The 15 ships of interest are either leased or owned by the NGOs and after being observed for some time, analysts have seen them continually leaving Italian ports to make their way 260 miles south to the Libyan coast. The ships are being directed to the supposed “rescue spot” which is only 60 miles away from the nearby port of Zarzis in Tunisia, however, rather than utilizing that port, the ships make the same 260 mile journey back across the Mediterranean to Italy to drop off their human cargo.

The real intentions of the organizations involved are not totally clear, but they are likely being used as tools of the elites in the same manner George Soros for example helped to bus in protestors to incite chaos and riots across America to divide the populus. The influx of African migrants into Italy and Europe is probably just another classic case of divide and conquer.

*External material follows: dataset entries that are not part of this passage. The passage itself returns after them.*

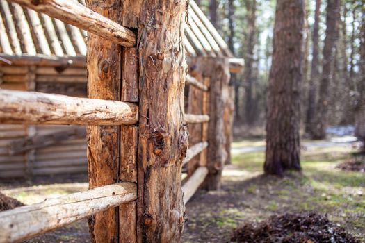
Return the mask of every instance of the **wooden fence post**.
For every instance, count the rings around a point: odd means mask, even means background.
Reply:
[[[184,122],[186,4],[186,0],[143,0],[140,8],[139,242],[178,242],[184,228],[181,171],[188,143]]]
[[[117,22],[120,1],[86,0],[91,10]],[[88,33],[88,97],[119,101],[120,99],[120,46]],[[117,182],[119,177],[120,126],[88,127],[89,187]],[[118,242],[118,209],[109,209],[89,219],[92,242]]]
[[[208,128],[208,158],[206,166],[209,174],[202,188],[209,190],[220,187],[220,178],[227,153],[226,143],[229,140],[225,132],[225,95],[229,82],[229,63],[226,58],[206,58],[200,60],[204,76],[211,77],[209,88],[209,116]]]

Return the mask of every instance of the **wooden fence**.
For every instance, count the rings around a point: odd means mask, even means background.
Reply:
[[[1,90],[0,123],[15,129],[87,125],[90,190],[0,213],[0,242],[88,217],[92,242],[179,242],[184,205],[200,187],[218,187],[227,157],[222,94],[228,60],[202,60],[204,72],[186,78],[186,1],[90,0],[87,7],[68,0],[11,1],[89,32],[88,98]],[[14,153],[26,149],[13,146]],[[181,186],[182,167],[188,178]]]

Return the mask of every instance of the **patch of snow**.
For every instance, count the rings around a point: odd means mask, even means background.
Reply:
[[[326,133],[328,135],[336,135],[340,137],[345,135],[353,136],[355,134],[355,126],[347,125],[331,126],[326,129]]]

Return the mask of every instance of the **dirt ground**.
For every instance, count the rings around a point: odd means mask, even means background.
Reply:
[[[302,151],[303,173],[284,178],[262,175],[263,151],[234,154],[232,165],[223,172],[222,189],[200,191],[186,205],[188,221],[183,242],[229,242],[233,230],[245,223],[259,222],[273,214],[314,211],[326,213],[336,225],[365,242],[365,174],[336,168],[353,151],[351,146],[343,146],[307,149]],[[87,183],[27,188],[24,191],[19,186],[14,189],[6,185],[0,190],[29,204],[49,195],[85,190]],[[86,220],[28,241],[88,242]]]

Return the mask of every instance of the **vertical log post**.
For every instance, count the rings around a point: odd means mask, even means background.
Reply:
[[[136,29],[138,27],[140,0],[122,1],[122,26]],[[122,49],[122,101],[139,101],[138,57],[137,48]],[[137,149],[138,146],[138,126],[122,126],[120,129],[121,181],[137,183]],[[137,205],[136,201],[124,203],[119,207],[119,242],[137,242]]]
[[[194,76],[198,81],[202,82],[203,78],[200,72],[197,72]],[[206,92],[197,89],[193,85],[189,86],[188,103],[186,113],[202,115],[203,106],[203,96]],[[202,124],[190,124],[188,125],[189,131],[189,144],[193,146],[202,142]],[[188,169],[188,176],[190,177],[199,167],[200,156],[195,156],[186,165]]]
[[[138,242],[178,242],[184,228],[186,4],[186,0],[143,0],[140,9]]]
[[[210,86],[211,78],[209,77],[204,77],[203,83],[206,87]],[[209,115],[209,92],[204,92],[202,94],[202,114]],[[208,141],[209,124],[204,122],[202,124],[202,141]],[[208,149],[205,149],[200,153],[200,158],[199,160],[199,165],[202,167],[206,166],[206,159],[208,156]]]
[[[26,74],[26,90],[29,91],[35,90],[35,69],[36,66],[30,66],[28,67],[28,73]],[[33,137],[37,128],[35,126],[26,126],[26,138]],[[25,153],[25,176],[27,180],[31,181],[33,179],[33,166],[35,161],[35,149],[31,149]]]
[[[94,11],[117,22],[120,1],[86,0]],[[120,46],[106,39],[88,33],[88,97],[107,100],[120,99]],[[88,127],[88,163],[89,187],[117,182],[120,163],[119,126]],[[118,209],[112,208],[89,219],[92,242],[118,242]]]
[[[208,132],[208,158],[206,166],[209,174],[202,184],[202,188],[213,190],[220,187],[220,178],[227,160],[224,113],[225,97],[223,90],[229,82],[229,63],[226,58],[202,58],[203,75],[211,78],[209,88],[209,116]]]

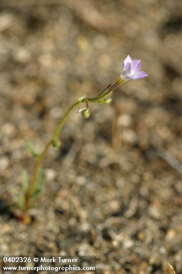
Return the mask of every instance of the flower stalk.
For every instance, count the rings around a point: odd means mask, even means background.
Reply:
[[[24,222],[27,223],[29,223],[31,221],[31,218],[28,215],[28,210],[31,206],[31,199],[32,197],[33,197],[34,194],[35,189],[36,188],[36,180],[41,165],[51,145],[52,145],[54,147],[57,147],[60,146],[60,142],[59,142],[57,140],[57,137],[69,114],[78,105],[82,103],[86,103],[86,107],[81,109],[78,112],[81,112],[85,118],[88,118],[90,115],[90,110],[88,108],[89,103],[108,104],[111,101],[111,98],[110,97],[115,91],[115,89],[120,85],[124,83],[128,80],[140,79],[147,76],[147,73],[145,72],[139,71],[140,66],[140,60],[132,61],[130,57],[128,55],[123,63],[123,70],[121,72],[121,76],[115,84],[112,86],[111,86],[111,84],[108,86],[95,97],[87,98],[86,96],[82,96],[79,98],[75,103],[73,104],[67,111],[64,116],[61,119],[50,140],[45,146],[42,153],[39,155],[37,155],[36,157],[36,162],[33,168],[31,178],[29,181],[27,190],[25,194],[24,207],[22,215],[21,216],[21,219],[23,219]]]

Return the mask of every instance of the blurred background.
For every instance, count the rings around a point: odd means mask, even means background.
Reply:
[[[182,272],[181,0],[1,0],[0,255],[96,255],[97,273]],[[111,104],[75,109],[43,163],[27,226],[7,199],[81,96],[120,75],[149,76]],[[84,107],[85,106],[83,105]]]

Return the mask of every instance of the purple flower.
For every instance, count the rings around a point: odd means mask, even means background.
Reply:
[[[123,63],[121,74],[122,79],[127,81],[144,78],[148,74],[144,71],[140,70],[141,66],[140,60],[132,60],[130,55],[128,55]]]

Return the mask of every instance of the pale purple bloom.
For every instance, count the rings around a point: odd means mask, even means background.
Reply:
[[[128,55],[123,63],[121,78],[125,81],[144,78],[148,74],[140,70],[141,66],[140,60],[132,60],[130,55]]]

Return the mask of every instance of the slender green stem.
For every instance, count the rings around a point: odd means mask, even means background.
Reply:
[[[37,177],[37,174],[40,168],[40,165],[42,163],[43,160],[45,158],[50,145],[51,144],[53,144],[54,142],[56,142],[57,136],[61,131],[66,121],[66,118],[67,118],[69,113],[75,107],[76,107],[76,106],[77,106],[79,104],[81,104],[81,103],[84,103],[84,102],[86,102],[87,106],[88,106],[88,102],[90,102],[92,103],[101,103],[102,100],[105,99],[108,96],[109,96],[112,94],[112,93],[113,92],[113,91],[114,91],[113,89],[110,90],[109,89],[108,89],[108,90],[106,90],[105,92],[104,92],[104,91],[103,93],[99,94],[99,95],[96,97],[87,98],[86,96],[83,96],[82,97],[81,97],[79,99],[78,99],[78,100],[74,104],[73,104],[66,112],[63,117],[60,120],[59,124],[55,131],[53,134],[51,139],[46,144],[41,154],[38,156],[38,158],[36,160],[35,166],[33,168],[32,175],[31,176],[29,185],[28,189],[27,190],[27,192],[26,192],[26,194],[25,197],[24,210],[23,213],[23,218],[24,219],[27,216],[27,211],[30,206],[30,199],[32,196],[33,195],[33,192],[34,191],[36,185],[36,181]]]
[[[45,146],[44,149],[43,149],[43,151],[42,152],[41,154],[39,155],[39,156],[38,157],[36,162],[35,163],[33,170],[33,173],[32,175],[31,176],[30,182],[29,185],[29,187],[27,192],[26,192],[26,194],[25,196],[25,202],[24,202],[24,211],[23,211],[23,214],[25,216],[26,215],[27,211],[28,210],[29,207],[30,207],[30,200],[31,199],[31,197],[32,195],[33,194],[33,192],[34,191],[35,184],[36,184],[36,180],[37,176],[37,174],[38,172],[39,169],[40,168],[40,166],[45,158],[46,154],[47,154],[47,151],[49,148],[50,145],[51,144],[53,140],[55,140],[57,136],[58,135],[59,132],[61,130],[61,129],[62,127],[63,126],[66,118],[67,116],[68,116],[69,114],[70,113],[70,112],[75,108],[76,106],[80,104],[81,103],[83,103],[84,102],[85,99],[84,99],[83,101],[78,101],[76,102],[74,104],[73,104],[70,108],[68,110],[68,111],[66,112],[65,115],[64,115],[63,117],[62,118],[61,121],[59,122],[59,124],[53,133],[52,137],[51,139],[49,141],[49,142],[46,144],[46,146]]]

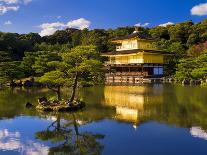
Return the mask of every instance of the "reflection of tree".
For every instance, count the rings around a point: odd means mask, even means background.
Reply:
[[[104,135],[90,132],[79,132],[79,124],[75,114],[72,121],[62,123],[60,115],[45,131],[37,132],[36,137],[43,141],[50,141],[57,146],[49,149],[49,154],[101,154],[103,145],[98,140]]]

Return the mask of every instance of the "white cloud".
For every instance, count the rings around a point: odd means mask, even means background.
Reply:
[[[85,18],[80,18],[77,20],[72,20],[67,23],[67,26],[69,28],[78,28],[78,29],[84,29],[84,28],[89,28],[91,25],[91,22],[86,20]]]
[[[144,23],[144,24],[142,24],[142,23],[137,23],[137,24],[135,24],[134,26],[137,26],[137,27],[146,27],[146,26],[148,26],[150,23]]]
[[[0,15],[7,13],[8,11],[18,11],[19,6],[3,6],[0,5]]]
[[[5,21],[5,22],[4,22],[4,25],[12,25],[12,22],[11,22],[10,20]]]
[[[66,27],[64,23],[55,22],[55,23],[44,23],[39,26],[42,30],[40,32],[41,36],[48,36],[54,34],[57,30],[62,30]]]
[[[24,3],[24,4],[28,4],[28,3],[30,3],[30,2],[32,2],[32,0],[23,0],[23,3]]]
[[[19,0],[0,0],[0,2],[4,2],[6,4],[17,4]]]
[[[0,15],[3,15],[8,11],[18,11],[20,5],[26,5],[30,2],[32,2],[32,0],[0,0]]]
[[[57,19],[60,19],[60,18],[62,18],[62,16],[57,16]]]
[[[174,25],[174,23],[173,22],[167,22],[167,23],[164,23],[164,24],[160,24],[159,26],[166,27],[168,25]]]
[[[89,28],[90,24],[91,22],[84,18],[69,21],[67,24],[64,24],[62,22],[43,23],[39,26],[41,29],[41,32],[39,34],[41,36],[48,36],[54,34],[57,30],[62,30],[64,28],[84,29]]]
[[[28,4],[32,2],[32,0],[0,0],[0,2],[6,3],[6,4]]]
[[[205,16],[207,15],[207,3],[199,4],[191,9],[191,15]]]

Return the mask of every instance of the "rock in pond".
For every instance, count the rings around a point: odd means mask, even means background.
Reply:
[[[30,102],[27,102],[26,105],[25,105],[26,108],[30,109],[30,108],[33,108],[34,105]]]

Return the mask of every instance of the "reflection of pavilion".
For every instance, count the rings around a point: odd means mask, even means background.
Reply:
[[[162,87],[106,86],[103,104],[116,107],[115,119],[138,125],[140,117],[149,114],[147,105],[163,103]]]
[[[191,127],[190,134],[193,137],[198,137],[198,138],[207,140],[207,132],[203,130],[201,127]]]

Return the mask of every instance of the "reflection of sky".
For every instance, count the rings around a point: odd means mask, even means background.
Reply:
[[[35,133],[45,130],[53,119],[17,117],[12,121],[0,121],[0,154],[9,152],[23,155],[48,154],[51,144],[35,139]]]
[[[203,130],[201,127],[192,127],[190,129],[190,133],[193,137],[198,137],[207,140],[207,132]]]
[[[19,132],[10,132],[8,129],[0,130],[0,150],[15,151],[25,155],[45,155],[49,147],[35,143],[31,140],[21,141]]]

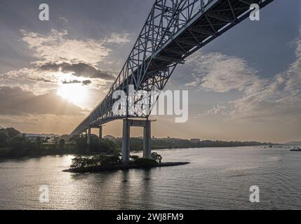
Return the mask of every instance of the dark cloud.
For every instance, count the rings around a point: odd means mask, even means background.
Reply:
[[[92,81],[91,80],[84,80],[81,82],[81,83],[83,85],[88,85],[92,83]]]
[[[76,84],[76,83],[81,83],[80,80],[72,80],[71,81],[62,81],[62,84]]]
[[[55,91],[36,96],[20,88],[0,88],[0,115],[79,115],[80,107],[57,95]]]
[[[101,78],[105,80],[113,80],[115,78],[98,68],[83,62],[78,63],[46,63],[39,66],[44,71],[58,71],[60,70],[64,73],[72,72],[75,76],[86,77],[91,78]]]

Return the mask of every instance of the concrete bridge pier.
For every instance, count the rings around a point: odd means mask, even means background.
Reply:
[[[130,162],[130,122],[128,119],[123,120],[122,132],[121,160],[123,162]]]
[[[149,120],[123,120],[121,147],[121,160],[123,162],[130,162],[131,127],[143,127],[143,158],[152,158],[151,123]]]
[[[99,135],[98,135],[98,146],[100,146],[100,142],[102,139],[102,126],[99,127]]]
[[[91,145],[91,128],[89,127],[87,132],[87,150],[90,150],[90,146]]]
[[[152,147],[151,147],[151,130],[152,122],[150,120],[145,121],[145,125],[143,127],[143,158],[152,158]]]

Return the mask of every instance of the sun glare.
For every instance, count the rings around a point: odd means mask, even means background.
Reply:
[[[63,84],[58,90],[58,95],[79,106],[83,106],[87,98],[87,89],[80,83]]]

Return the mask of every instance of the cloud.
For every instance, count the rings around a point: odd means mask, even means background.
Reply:
[[[106,38],[106,43],[112,44],[125,44],[130,42],[130,34],[113,33]]]
[[[35,95],[20,88],[0,88],[0,115],[79,115],[86,112],[57,95],[55,91]]]
[[[74,76],[91,78],[114,80],[115,78],[108,73],[98,69],[97,67],[83,62],[78,63],[46,63],[37,66],[42,71],[52,72],[61,71],[65,74],[72,73]]]
[[[207,115],[301,127],[301,31],[295,55],[295,62],[286,71],[265,79],[243,59],[220,53],[197,53],[189,61],[194,69],[192,81],[187,85],[218,93],[240,92],[236,99],[213,106]]]
[[[22,40],[34,52],[34,56],[43,61],[83,62],[96,65],[112,51],[102,41],[68,38],[67,30],[53,29],[46,34],[24,29],[21,32]]]
[[[199,86],[206,91],[227,92],[230,90],[254,90],[264,82],[257,76],[257,71],[241,59],[220,53],[199,52],[189,58],[188,63],[195,68],[193,81],[187,86]]]

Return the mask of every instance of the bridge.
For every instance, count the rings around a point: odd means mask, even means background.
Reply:
[[[118,100],[113,93],[122,90],[130,100],[130,86],[135,91],[162,90],[178,64],[215,38],[248,18],[256,4],[262,8],[274,0],[155,0],[128,58],[105,98],[71,133],[86,132],[91,144],[91,128],[100,130],[114,120],[123,119],[121,158],[129,161],[130,127],[144,128],[143,157],[151,157],[151,121],[149,110],[130,113],[128,103],[123,105],[126,113],[116,115],[113,105]],[[152,97],[152,96],[150,96]],[[134,99],[138,102],[139,99]],[[134,120],[143,118],[143,120]]]

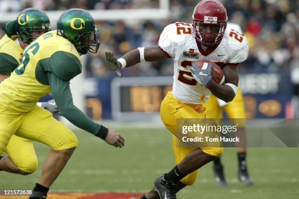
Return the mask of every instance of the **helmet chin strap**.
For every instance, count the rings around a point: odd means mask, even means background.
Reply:
[[[204,51],[206,51],[207,49],[209,48],[209,47],[207,47],[201,43],[200,43],[200,46],[201,47],[201,48],[202,48],[202,50],[203,50]]]

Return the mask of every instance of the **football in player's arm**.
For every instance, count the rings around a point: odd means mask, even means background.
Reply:
[[[22,21],[24,15],[28,18],[26,24]],[[50,30],[47,15],[35,8],[22,11],[17,20],[5,24],[5,35],[0,39],[0,83],[8,78],[20,64],[23,49],[36,38]],[[53,114],[60,114],[53,100],[38,105]],[[28,175],[37,169],[38,160],[32,141],[13,135],[5,152],[8,156],[0,157],[0,170]]]
[[[248,53],[246,38],[234,30],[226,30],[226,11],[219,1],[201,1],[195,7],[192,17],[192,24],[177,22],[166,26],[158,46],[138,48],[119,59],[112,52],[106,52],[107,67],[120,77],[121,69],[139,62],[173,59],[172,90],[162,101],[160,115],[163,123],[174,135],[176,135],[177,118],[204,118],[210,91],[225,102],[234,99],[238,82],[236,66],[247,58]],[[225,76],[225,84],[215,84],[211,74],[212,65],[198,67],[194,63],[197,60],[209,60],[219,65]],[[179,109],[176,109],[180,105]],[[213,146],[178,147],[176,141],[173,138],[177,164],[155,180],[156,192],[153,189],[142,199],[159,197],[175,199],[176,192],[195,182],[198,169],[223,152],[222,148]]]

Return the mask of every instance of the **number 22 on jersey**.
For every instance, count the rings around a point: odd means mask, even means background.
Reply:
[[[184,60],[181,62],[181,66],[184,68],[192,66],[192,61]],[[190,86],[196,86],[197,82],[193,78],[192,73],[189,71],[179,70],[177,80],[184,84]]]
[[[26,67],[30,60],[30,55],[36,54],[40,49],[40,44],[38,43],[35,43],[29,46],[23,53],[23,59],[21,63],[18,66],[15,72],[17,74],[21,75],[23,74]]]

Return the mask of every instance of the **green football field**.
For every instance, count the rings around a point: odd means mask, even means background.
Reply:
[[[144,193],[151,188],[156,177],[173,167],[171,136],[164,128],[117,129],[126,139],[126,146],[121,149],[76,131],[79,145],[51,191]],[[38,170],[26,176],[1,172],[0,190],[33,187],[49,150],[42,144],[35,145]],[[222,162],[229,185],[216,185],[210,163],[201,169],[196,183],[182,191],[178,199],[299,199],[299,149],[251,148],[248,154],[254,185],[238,182],[235,151],[226,148]]]

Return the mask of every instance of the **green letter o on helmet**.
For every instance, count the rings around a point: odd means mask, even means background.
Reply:
[[[29,44],[36,38],[32,34],[32,31],[51,31],[50,19],[47,14],[42,10],[36,8],[27,8],[18,16],[16,30],[19,38]]]
[[[98,31],[93,18],[86,11],[74,8],[63,13],[57,21],[57,33],[72,43],[78,52],[85,54],[96,53],[100,41],[96,38]]]

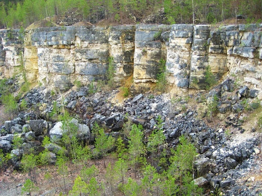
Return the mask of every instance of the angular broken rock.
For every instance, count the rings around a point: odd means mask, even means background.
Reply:
[[[3,152],[4,153],[8,152],[11,147],[11,142],[10,142],[6,140],[0,141],[0,149],[3,150]]]
[[[75,107],[77,104],[77,101],[72,101],[67,104],[66,107],[70,109],[73,109]]]
[[[238,90],[238,96],[247,96],[248,95],[249,89],[246,86],[244,86]]]
[[[199,186],[203,186],[208,182],[206,179],[202,176],[195,179],[193,181],[194,184]]]
[[[195,161],[194,163],[194,166],[196,168],[204,168],[209,165],[210,160],[206,158],[202,158]]]
[[[36,136],[46,133],[47,131],[47,123],[44,120],[32,120],[26,122],[29,125]]]
[[[140,94],[134,98],[134,99],[133,100],[133,101],[134,102],[137,101],[143,97],[143,95],[141,93]]]
[[[235,159],[228,158],[226,159],[226,165],[228,169],[234,169],[238,163]]]

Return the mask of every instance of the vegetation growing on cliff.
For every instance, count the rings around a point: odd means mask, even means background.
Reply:
[[[17,28],[43,19],[48,26],[54,15],[67,11],[76,12],[80,19],[90,22],[106,19],[121,24],[211,24],[240,14],[254,22],[262,16],[261,4],[258,0],[5,0],[0,3],[0,26]]]

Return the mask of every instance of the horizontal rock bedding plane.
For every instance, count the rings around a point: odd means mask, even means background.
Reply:
[[[135,88],[155,82],[159,61],[166,61],[174,86],[206,85],[209,66],[217,79],[227,73],[244,85],[262,88],[262,24],[223,26],[138,25],[0,30],[0,75],[24,67],[30,81],[66,90],[75,80],[105,78],[113,57],[116,78],[133,75]],[[145,88],[146,89],[146,88]]]

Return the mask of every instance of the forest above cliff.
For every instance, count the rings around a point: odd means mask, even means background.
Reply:
[[[103,25],[215,24],[232,18],[236,23],[237,19],[259,23],[261,11],[260,0],[5,0],[0,2],[0,27],[26,28],[41,20],[46,26],[80,21]]]

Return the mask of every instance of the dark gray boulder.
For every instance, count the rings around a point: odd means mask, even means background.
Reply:
[[[26,121],[36,136],[38,136],[47,131],[48,124],[44,120],[30,120]]]
[[[70,109],[73,109],[75,107],[75,105],[76,104],[77,101],[72,101],[67,104],[66,107]]]
[[[228,169],[234,169],[238,163],[235,159],[228,157],[226,159],[226,165]]]
[[[25,138],[27,141],[32,141],[35,138],[35,135],[32,131],[26,133],[25,135]]]

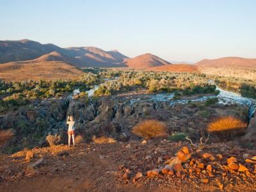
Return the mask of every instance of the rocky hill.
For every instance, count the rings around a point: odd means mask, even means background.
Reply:
[[[256,67],[256,59],[238,57],[226,57],[215,60],[203,60],[196,63],[197,65],[207,67]]]
[[[148,68],[153,67],[171,65],[154,54],[146,53],[134,58],[127,60],[124,63],[129,67],[133,68]]]

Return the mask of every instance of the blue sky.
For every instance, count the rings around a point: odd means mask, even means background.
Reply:
[[[168,61],[256,58],[256,1],[0,0],[0,40]]]

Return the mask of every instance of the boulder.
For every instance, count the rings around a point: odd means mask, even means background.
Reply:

These actions may be politically driven, however, whether or not the NGOs think they are acting benevolently on behalf of these immigrants or not, the fact remains that what they are doing is illegal and these North Africans are not eligible to be granted asylum – yet will probably end up on both the streets of Rome and Paris, both of which are accumulating garbage because of the number of people, all men, sleeping and living on the roads.

 

 

Getting back to the banking consequences of Renzi’s resignation, Monte de Paschi’s shares initially fell 10% before ending the day down around 4%. The cost of borrowing increased for the Italian government and public fear has dramatically increased based on concerns that Monte de Paschi may not be bailed out this time.

According to an article put out by the Guardian, it appears as if the likelihood of a capital injection from private investors is diminishing for Monte de Paschi. It is likely that even if the state steps in to try to bail-out the failing bank it will be after significant damage has already been done. The way things are structured in Italy only allows the state to intervene after savers and bondholders have taken the brunt of the losses.

And so the prospect of collapse grows. The Italian people are nervous – as they should be – considering the magnitude of the potential crisis that could be set off by the failure of a bank such as Monte de Paschi, Italy’s third largest bank. It’s also worth mentioning that of the 51 banking institutions subject to the annual stress test assessment which occurred in July, Monte de Paschi was ranked the weakest.

If you read the mainstream media fake news articles about Monte de Paschi, the general tone seems to be that it is the fault of the Italian voters for “plunging the Italian government into crisis” after they turned down Renzi’s proposed constitutional changes by voting against him.

In actuality, this was probably part of the plan from the get go. If and when things start to get really bad in Italy and across Europe, events like this and Brexit will be pointed to as an example of how people cannot make decisions for themselves and require a supranational, global governing, big brother.

To say things are unstable within Europe is an understatement. Not only are Italian Banks hanging by a thread, but Deutsche bank, who was just recently ordered to pay a $60 million fine after being accused of rigging gold-prices for their own benefit, also just announced that as part of a new restructuring program, they are cutting off around 3,400 trading clients.

Needless to say Italy is just as threatened by a German bank failure because of the two countries interconnectedness.

With so much doubt looming about the outcome of these problems in Italy and Europe it is wise to protect your assets. Europeans, in particular, should be running, not walking, to get their assets outside of the banking system.